Facebook, Google and Twitter all rushed to defend themselves on Sunday against criticism from Theresa May, the British prime minister, in the wake of the London Bridge terror attack.
Why are the tech companies facing pressure again?
A series of terrorist attacks in the UK, France and Germany has raised concerns over the way social media platforms monitor and take down extremist content.
It is not clear at this stage whether the three terrorists who perpetrated the attack on Saturday night were users or consumers of social media, but a third attack in as many months has increased the focus on long-running concerns.
The accusation that social media groups are failing to tackle terrorists was first made in 2014 when the intelligence and security committee of MPs criticised a US internet company — now known to be Facebook — for failing to pass on information that could have helped prevent the murder of British soldier Lee Rigby by Islamist terrorists.
What are the issues?
Each platform faces different challenges — from regulating hate content circulating online to the way in which terrorist groups use end-to-end encrypted messaging services to communicate. There was speculation that the Westminister attacker, Khalid Masood, may have used encrypted messaging service WhatsApp to send a message before his rampage that resulted in the deaths of four people.
The tech groups say there is no single answer to the host of problems they face in policing millions of separate accounts and posts. On YouTube, for example, 400 hours of video are uploaded every minute.
“The idea that there can be one standard approach for the whole of the internet is not anywhere near to reality,” said an executive at one of the companies.
One of the biggest criticisms levelled against technology companies is that they only intervene when illegal or inappropriate content is flagged to them by users. Many politicians want to see the companies step up the levels of human intervention.
What are the tech groups doing?
All the big groups point to significant progress in the past three years. For example, Twitter says that between July and December 2016 more than 376,000 accounts were suspended for violations related to promotion of terrorism while YouTube says it terminates any account where they have reasonable belief that the account holder is an agent of a foreign terrorist organisation.
Facebook, meanwhile, insists that it uses a combination of technology and human analysis to thwart terrorists.
Mark Zuckerberg, the founder and chief executive of Facebook, said this year that artificial intelligence could “help provide a better approach.”
What about smaller ‘closed’ platforms such as Telegram?
Faced with tighter restrictions by the bigger companies, terrorists are changing their approach, said Professor Peter Neumann, an expert on terrorism at King’s College.

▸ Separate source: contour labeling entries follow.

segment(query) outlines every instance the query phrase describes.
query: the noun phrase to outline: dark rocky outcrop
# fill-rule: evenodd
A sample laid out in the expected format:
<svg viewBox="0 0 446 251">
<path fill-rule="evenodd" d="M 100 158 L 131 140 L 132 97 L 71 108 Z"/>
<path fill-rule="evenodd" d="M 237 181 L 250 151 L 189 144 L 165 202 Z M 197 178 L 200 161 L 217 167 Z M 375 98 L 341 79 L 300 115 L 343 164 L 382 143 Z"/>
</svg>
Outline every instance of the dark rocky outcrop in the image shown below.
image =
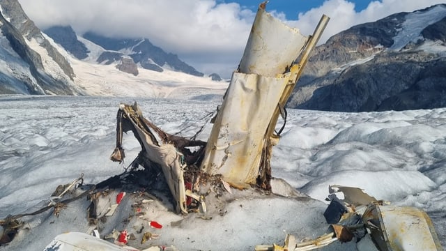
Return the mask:
<svg viewBox="0 0 446 251">
<path fill-rule="evenodd" d="M 421 34 L 424 38 L 446 43 L 446 17 L 428 26 Z"/>
<path fill-rule="evenodd" d="M 446 49 L 429 50 L 431 40 L 444 43 L 446 5 L 417 13 L 434 8 L 445 17 L 426 24 L 417 40 L 401 50 L 392 49 L 394 39 L 408 29 L 403 24 L 413 13 L 357 25 L 330 38 L 316 47 L 287 107 L 371 112 L 446 106 Z"/>
<path fill-rule="evenodd" d="M 130 73 L 135 76 L 137 76 L 139 73 L 138 72 L 138 66 L 130 56 L 123 56 L 119 63 L 116 65 L 116 68 L 122 72 Z"/>
</svg>

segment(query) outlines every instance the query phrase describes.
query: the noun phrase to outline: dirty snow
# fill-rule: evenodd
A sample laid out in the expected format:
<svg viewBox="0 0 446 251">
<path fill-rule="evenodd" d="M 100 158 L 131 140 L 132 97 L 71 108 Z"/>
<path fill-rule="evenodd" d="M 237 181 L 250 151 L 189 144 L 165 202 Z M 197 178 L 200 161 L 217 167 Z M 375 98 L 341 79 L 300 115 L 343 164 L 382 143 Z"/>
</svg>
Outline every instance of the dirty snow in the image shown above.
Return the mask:
<svg viewBox="0 0 446 251">
<path fill-rule="evenodd" d="M 86 183 L 121 173 L 123 166 L 109 160 L 115 144 L 116 113 L 120 102 L 134 100 L 155 124 L 186 137 L 220 105 L 141 98 L 0 97 L 0 218 L 40 208 L 58 185 L 82 173 Z M 210 128 L 205 127 L 199 137 L 206 139 Z M 314 238 L 326 229 L 323 199 L 328 185 L 337 184 L 360 187 L 394 204 L 425 210 L 445 246 L 445 139 L 446 108 L 371 113 L 290 109 L 273 149 L 272 174 L 315 200 L 237 198 L 224 216 L 210 220 L 176 215 L 159 203 L 153 206 L 156 210 L 151 217 L 164 227 L 151 244 L 183 250 L 254 250 L 259 244 L 282 244 L 286 234 Z M 124 136 L 123 146 L 128 165 L 139 146 L 131 133 Z M 0 250 L 41 250 L 59 234 L 87 231 L 82 228 L 86 203 L 69 206 L 59 218 L 47 213 L 28 222 L 31 230 L 23 230 Z M 180 220 L 180 226 L 169 227 Z M 63 220 L 66 223 L 60 224 Z M 102 229 L 101 234 L 111 230 Z M 356 244 L 324 250 L 355 250 Z"/>
</svg>

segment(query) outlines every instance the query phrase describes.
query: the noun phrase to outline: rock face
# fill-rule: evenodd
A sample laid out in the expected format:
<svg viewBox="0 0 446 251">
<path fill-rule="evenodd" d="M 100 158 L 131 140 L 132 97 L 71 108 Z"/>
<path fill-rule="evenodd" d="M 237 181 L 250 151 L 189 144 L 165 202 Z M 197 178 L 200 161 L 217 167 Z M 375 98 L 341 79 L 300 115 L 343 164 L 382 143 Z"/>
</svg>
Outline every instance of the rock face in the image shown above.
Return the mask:
<svg viewBox="0 0 446 251">
<path fill-rule="evenodd" d="M 5 71 L 0 72 L 3 80 L 0 91 L 82 94 L 73 85 L 75 74 L 70 63 L 29 20 L 18 1 L 0 0 L 0 38 L 4 37 L 8 41 L 0 52 L 0 61 L 6 66 Z"/>
<path fill-rule="evenodd" d="M 123 56 L 121 58 L 121 62 L 116 65 L 118 70 L 124 73 L 130 73 L 135 76 L 139 73 L 138 72 L 138 66 L 134 63 L 133 59 L 131 57 L 127 56 Z"/>
<path fill-rule="evenodd" d="M 165 52 L 159 47 L 153 45 L 146 38 L 116 39 L 90 32 L 87 32 L 83 36 L 107 50 L 98 59 L 100 63 L 109 64 L 121 60 L 121 56 L 127 55 L 130 56 L 135 63 L 139 63 L 141 67 L 145 69 L 162 72 L 162 67 L 167 67 L 195 76 L 204 75 L 180 60 L 177 55 Z M 129 51 L 131 52 L 129 53 Z"/>
<path fill-rule="evenodd" d="M 446 5 L 440 4 L 332 36 L 315 50 L 288 107 L 371 112 L 446 106 L 445 27 Z"/>
<path fill-rule="evenodd" d="M 77 36 L 70 26 L 52 26 L 43 32 L 76 58 L 84 59 L 89 56 L 90 52 L 85 45 L 77 40 Z"/>
</svg>

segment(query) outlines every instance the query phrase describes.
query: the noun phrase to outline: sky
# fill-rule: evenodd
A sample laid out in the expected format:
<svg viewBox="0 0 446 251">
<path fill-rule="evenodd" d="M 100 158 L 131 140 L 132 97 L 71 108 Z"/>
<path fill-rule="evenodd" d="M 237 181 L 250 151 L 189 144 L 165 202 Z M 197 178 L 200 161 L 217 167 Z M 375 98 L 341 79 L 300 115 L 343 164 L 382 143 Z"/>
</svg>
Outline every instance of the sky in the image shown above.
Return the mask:
<svg viewBox="0 0 446 251">
<path fill-rule="evenodd" d="M 257 6 L 253 0 L 19 0 L 40 29 L 71 25 L 113 37 L 145 37 L 205 74 L 230 77 L 243 55 Z M 266 10 L 313 33 L 323 14 L 330 17 L 321 43 L 355 24 L 443 0 L 270 0 Z M 45 7 L 43 7 L 45 6 Z"/>
<path fill-rule="evenodd" d="M 167 132 L 180 132 L 178 135 L 188 137 L 206 125 L 197 139 L 207 140 L 212 124 L 206 124 L 205 118 L 221 102 L 188 100 L 191 97 L 183 97 L 180 102 L 143 98 L 136 101 L 144 117 Z M 88 185 L 122 173 L 141 147 L 132 133 L 125 134 L 125 165 L 109 160 L 116 146 L 116 112 L 119 103 L 134 100 L 0 96 L 0 220 L 48 205 L 58 185 L 70 183 L 81 174 Z M 329 185 L 339 185 L 364 189 L 391 206 L 424 210 L 446 247 L 445 135 L 446 108 L 361 113 L 289 109 L 271 159 L 272 176 L 285 181 L 273 180 L 272 190 L 285 196 L 232 188 L 232 194 L 223 190 L 217 197 L 215 188 L 206 197 L 208 213 L 201 218 L 199 213 L 175 213 L 162 192 L 147 190 L 166 199 L 150 200 L 127 190 L 114 216 L 100 221 L 98 229 L 103 238 L 113 229 L 127 229 L 136 237 L 129 245 L 141 249 L 165 245 L 180 250 L 253 250 L 255 245 L 283 245 L 286 234 L 300 242 L 327 231 L 324 199 Z M 120 191 L 110 190 L 98 206 L 107 208 L 104 200 L 114 201 Z M 314 199 L 302 198 L 302 193 Z M 130 217 L 136 213 L 133 202 L 145 214 Z M 89 234 L 94 228 L 86 219 L 89 204 L 84 198 L 69 203 L 59 218 L 48 211 L 22 218 L 24 227 L 0 251 L 43 250 L 58 234 Z M 153 220 L 162 228 L 149 227 L 148 221 Z M 142 233 L 160 237 L 141 245 L 142 233 L 137 232 L 141 226 Z M 1 230 L 0 227 L 0 234 Z M 322 250 L 357 250 L 354 241 L 333 245 Z"/>
</svg>

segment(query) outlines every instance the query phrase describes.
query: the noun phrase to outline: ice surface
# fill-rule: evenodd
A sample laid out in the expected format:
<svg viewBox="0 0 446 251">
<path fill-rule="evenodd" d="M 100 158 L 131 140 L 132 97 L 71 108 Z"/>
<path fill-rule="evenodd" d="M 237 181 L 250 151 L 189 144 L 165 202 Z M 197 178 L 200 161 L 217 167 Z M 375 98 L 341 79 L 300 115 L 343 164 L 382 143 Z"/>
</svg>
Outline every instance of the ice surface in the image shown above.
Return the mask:
<svg viewBox="0 0 446 251">
<path fill-rule="evenodd" d="M 134 100 L 155 125 L 185 137 L 192 136 L 220 104 L 187 99 L 0 97 L 0 218 L 40 208 L 58 185 L 82 173 L 86 183 L 121 173 L 123 166 L 109 160 L 115 144 L 116 114 L 120 102 Z M 316 199 L 235 197 L 224 215 L 210 220 L 178 215 L 153 202 L 148 218 L 164 227 L 151 243 L 185 250 L 253 250 L 259 244 L 282 244 L 286 234 L 314 238 L 326 229 L 323 200 L 328 185 L 336 184 L 360 187 L 377 199 L 425 210 L 446 245 L 446 108 L 370 113 L 289 109 L 288 114 L 273 149 L 272 175 Z M 210 126 L 201 139 L 207 139 Z M 123 146 L 128 165 L 139 146 L 131 133 L 125 135 Z M 123 206 L 130 203 L 125 198 L 121 210 L 130 208 Z M 87 231 L 83 229 L 87 206 L 85 200 L 77 201 L 59 218 L 44 213 L 28 222 L 31 229 L 0 250 L 40 250 L 59 234 Z M 112 223 L 121 226 L 108 222 Z M 102 231 L 106 234 L 112 229 Z M 356 244 L 325 250 L 355 250 Z"/>
</svg>

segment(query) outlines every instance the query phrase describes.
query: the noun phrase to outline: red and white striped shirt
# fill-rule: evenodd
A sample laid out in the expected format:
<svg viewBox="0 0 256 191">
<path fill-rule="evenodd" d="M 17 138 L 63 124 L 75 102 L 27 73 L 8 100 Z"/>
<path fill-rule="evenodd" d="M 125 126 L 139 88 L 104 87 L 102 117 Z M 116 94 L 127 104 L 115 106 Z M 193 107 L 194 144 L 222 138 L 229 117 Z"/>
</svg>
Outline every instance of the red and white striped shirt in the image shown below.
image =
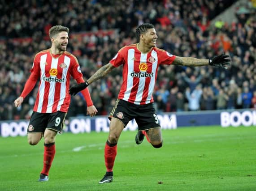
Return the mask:
<svg viewBox="0 0 256 191">
<path fill-rule="evenodd" d="M 137 44 L 121 48 L 109 62 L 115 67 L 123 65 L 123 82 L 118 98 L 138 105 L 154 102 L 153 91 L 160 64 L 171 64 L 176 56 L 156 47 L 142 53 Z"/>
<path fill-rule="evenodd" d="M 67 112 L 70 102 L 69 94 L 70 76 L 82 76 L 76 58 L 65 51 L 54 55 L 50 49 L 43 51 L 35 57 L 31 72 L 40 76 L 40 83 L 34 111 L 39 113 Z"/>
</svg>

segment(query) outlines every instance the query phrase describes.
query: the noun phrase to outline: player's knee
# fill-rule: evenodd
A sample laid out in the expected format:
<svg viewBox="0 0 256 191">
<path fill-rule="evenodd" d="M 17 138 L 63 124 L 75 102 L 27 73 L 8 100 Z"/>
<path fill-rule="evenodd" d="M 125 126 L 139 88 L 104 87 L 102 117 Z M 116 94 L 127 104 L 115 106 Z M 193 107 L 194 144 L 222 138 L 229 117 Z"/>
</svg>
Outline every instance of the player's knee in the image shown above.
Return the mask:
<svg viewBox="0 0 256 191">
<path fill-rule="evenodd" d="M 53 143 L 55 142 L 55 136 L 48 136 L 46 137 L 44 137 L 44 143 L 46 144 L 49 144 L 50 143 Z"/>
<path fill-rule="evenodd" d="M 28 139 L 27 141 L 28 144 L 30 145 L 35 145 L 39 142 L 39 140 L 35 140 L 33 139 Z"/>
<path fill-rule="evenodd" d="M 155 148 L 160 148 L 162 147 L 163 145 L 163 140 L 160 141 L 154 141 L 154 142 L 152 142 L 151 144 Z"/>
<path fill-rule="evenodd" d="M 115 134 L 112 134 L 108 136 L 108 140 L 111 144 L 115 144 L 117 143 L 119 137 Z"/>
</svg>

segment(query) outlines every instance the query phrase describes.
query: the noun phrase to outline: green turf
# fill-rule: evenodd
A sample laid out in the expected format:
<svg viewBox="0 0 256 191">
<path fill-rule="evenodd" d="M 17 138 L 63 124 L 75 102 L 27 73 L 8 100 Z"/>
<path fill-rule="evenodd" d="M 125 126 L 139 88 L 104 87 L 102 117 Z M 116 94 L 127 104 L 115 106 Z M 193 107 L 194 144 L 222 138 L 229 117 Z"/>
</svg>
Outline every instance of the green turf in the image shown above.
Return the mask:
<svg viewBox="0 0 256 191">
<path fill-rule="evenodd" d="M 0 137 L 0 190 L 256 190 L 255 127 L 163 130 L 160 149 L 146 140 L 137 145 L 135 134 L 122 133 L 114 181 L 104 184 L 98 182 L 105 172 L 107 133 L 58 135 L 45 183 L 37 181 L 43 141 L 32 146 L 26 137 Z"/>
</svg>

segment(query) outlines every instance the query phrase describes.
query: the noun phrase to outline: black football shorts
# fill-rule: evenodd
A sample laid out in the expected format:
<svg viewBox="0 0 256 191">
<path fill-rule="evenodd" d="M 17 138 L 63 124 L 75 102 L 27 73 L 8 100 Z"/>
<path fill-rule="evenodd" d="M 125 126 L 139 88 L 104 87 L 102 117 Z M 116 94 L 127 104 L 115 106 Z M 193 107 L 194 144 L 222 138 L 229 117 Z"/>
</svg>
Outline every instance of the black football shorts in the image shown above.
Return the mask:
<svg viewBox="0 0 256 191">
<path fill-rule="evenodd" d="M 28 133 L 42 132 L 46 129 L 61 133 L 64 127 L 66 113 L 38 113 L 33 111 L 27 128 Z"/>
<path fill-rule="evenodd" d="M 112 118 L 121 121 L 125 127 L 134 119 L 139 131 L 161 127 L 153 103 L 137 105 L 117 99 L 108 116 L 109 120 Z"/>
</svg>

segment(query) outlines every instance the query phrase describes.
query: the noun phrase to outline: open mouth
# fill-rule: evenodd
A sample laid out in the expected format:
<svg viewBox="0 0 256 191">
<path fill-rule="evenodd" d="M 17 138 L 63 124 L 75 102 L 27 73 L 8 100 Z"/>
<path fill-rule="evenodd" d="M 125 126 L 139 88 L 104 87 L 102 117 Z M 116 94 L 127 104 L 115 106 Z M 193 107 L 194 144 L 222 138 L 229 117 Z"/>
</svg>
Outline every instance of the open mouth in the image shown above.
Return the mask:
<svg viewBox="0 0 256 191">
<path fill-rule="evenodd" d="M 66 48 L 67 47 L 67 45 L 68 44 L 61 44 L 61 47 L 65 47 Z"/>
</svg>

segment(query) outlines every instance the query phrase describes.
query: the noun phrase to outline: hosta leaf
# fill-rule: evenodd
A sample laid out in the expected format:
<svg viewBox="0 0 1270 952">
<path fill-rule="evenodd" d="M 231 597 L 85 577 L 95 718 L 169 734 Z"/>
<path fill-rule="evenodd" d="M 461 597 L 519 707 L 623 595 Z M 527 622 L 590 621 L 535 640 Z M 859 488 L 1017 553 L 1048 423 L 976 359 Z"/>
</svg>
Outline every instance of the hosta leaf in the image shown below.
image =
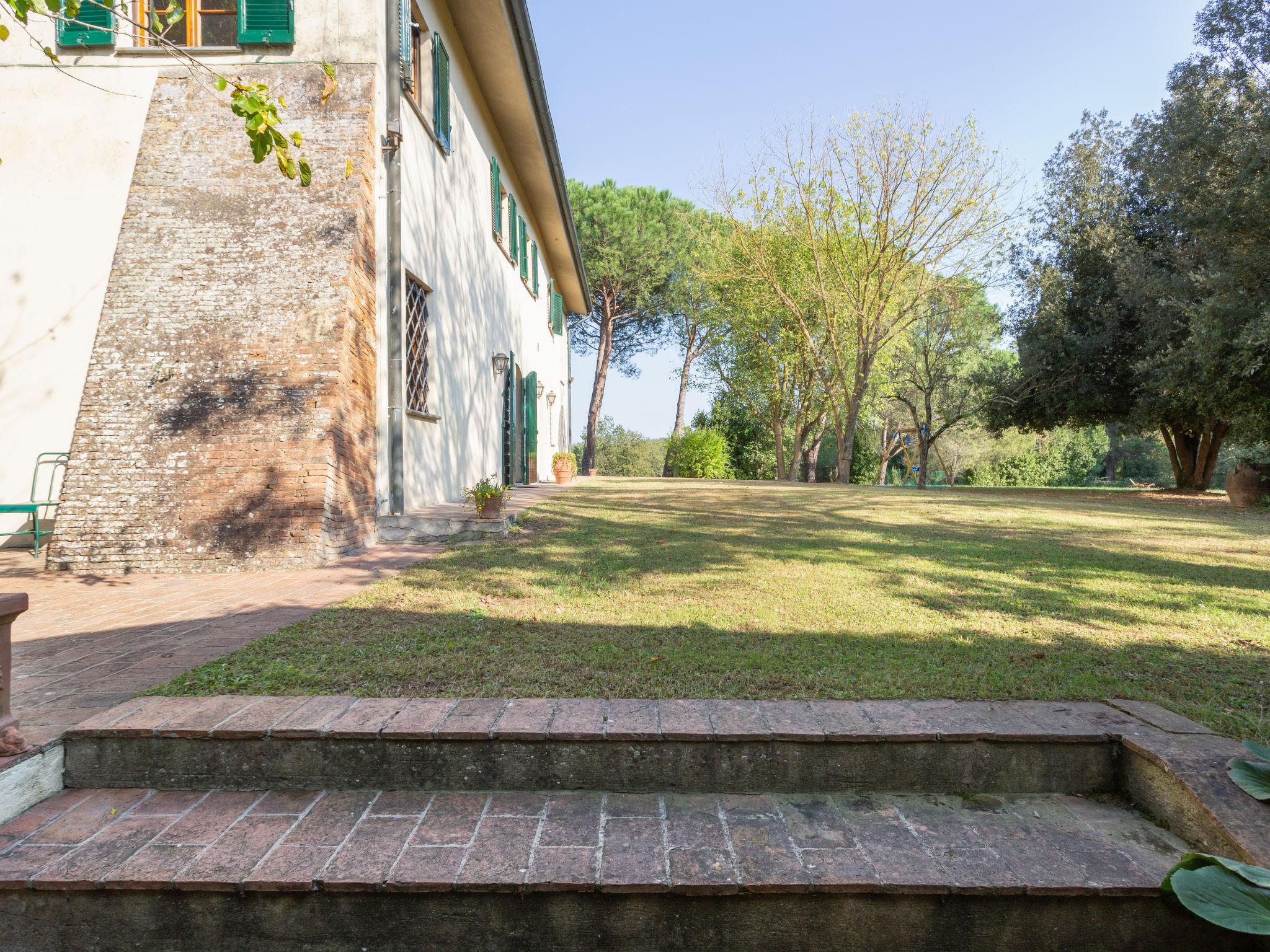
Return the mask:
<svg viewBox="0 0 1270 952">
<path fill-rule="evenodd" d="M 1246 746 L 1248 753 L 1253 757 L 1259 757 L 1262 760 L 1270 760 L 1270 748 L 1265 744 L 1257 744 L 1255 740 L 1246 740 L 1243 741 L 1243 746 Z"/>
<path fill-rule="evenodd" d="M 1270 764 L 1255 760 L 1231 760 L 1227 768 L 1231 779 L 1257 800 L 1270 800 Z"/>
<path fill-rule="evenodd" d="M 1200 869 L 1205 866 L 1222 866 L 1236 876 L 1242 876 L 1253 886 L 1270 889 L 1270 869 L 1262 869 L 1260 866 L 1248 866 L 1247 863 L 1241 863 L 1237 859 L 1228 859 L 1224 856 L 1213 856 L 1212 853 L 1187 853 L 1184 856 L 1177 861 L 1173 868 L 1168 871 L 1168 875 L 1165 876 L 1165 881 L 1160 883 L 1160 889 L 1165 892 L 1171 892 L 1171 880 L 1173 873 L 1179 869 Z"/>
<path fill-rule="evenodd" d="M 1224 866 L 1176 869 L 1170 880 L 1173 895 L 1200 919 L 1234 932 L 1270 935 L 1270 889 L 1255 886 Z"/>
</svg>

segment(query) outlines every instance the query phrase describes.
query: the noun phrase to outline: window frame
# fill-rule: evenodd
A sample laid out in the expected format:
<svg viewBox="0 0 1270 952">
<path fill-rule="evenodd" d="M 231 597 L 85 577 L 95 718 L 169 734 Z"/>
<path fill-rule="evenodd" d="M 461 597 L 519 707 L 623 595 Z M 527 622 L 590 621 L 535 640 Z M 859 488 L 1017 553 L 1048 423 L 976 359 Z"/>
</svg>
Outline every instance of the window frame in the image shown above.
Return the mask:
<svg viewBox="0 0 1270 952">
<path fill-rule="evenodd" d="M 432 407 L 428 406 L 431 388 L 429 373 L 432 360 L 432 312 L 428 308 L 428 298 L 432 297 L 432 288 L 417 277 L 405 273 L 405 411 L 410 416 L 425 420 L 441 419 Z M 418 399 L 418 400 L 417 400 Z"/>
<path fill-rule="evenodd" d="M 201 9 L 199 0 L 187 0 L 183 5 L 185 9 L 185 15 L 182 18 L 180 24 L 185 28 L 184 42 L 177 42 L 170 37 L 165 37 L 170 43 L 175 43 L 183 50 L 240 50 L 243 47 L 239 43 L 239 6 L 244 0 L 234 0 L 232 10 L 203 10 Z M 161 8 L 166 11 L 170 6 L 170 0 Z M 150 14 L 155 10 L 157 4 L 155 0 L 133 0 L 131 4 L 132 11 L 136 14 L 137 23 L 141 24 L 140 28 L 133 28 L 132 42 L 144 48 L 156 48 L 161 46 L 156 39 L 154 32 L 150 29 Z M 161 14 L 160 14 L 161 15 Z M 204 17 L 227 17 L 234 24 L 234 42 L 232 43 L 217 43 L 215 46 L 204 44 L 203 41 L 203 18 Z M 197 42 L 196 42 L 197 41 Z"/>
<path fill-rule="evenodd" d="M 431 55 L 428 22 L 423 19 L 419 5 L 410 4 L 410 77 L 408 81 L 410 98 L 417 105 L 423 105 L 423 63 Z"/>
</svg>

“Big social media platforms have cracked down on jihadist accounts, with the result that most jihadis are now using end-to-end encrypted messenger platforms such as Telegram. This has not solved the problem, just made it different,” Mr Neumann said.
This shift has led to fresh frustrations for politicians and the security services. Rob Wainwright, the head of Europol, said recently: “There are some that simply won’t co-operate with us. One in particular causing major problems for us is Telegram.”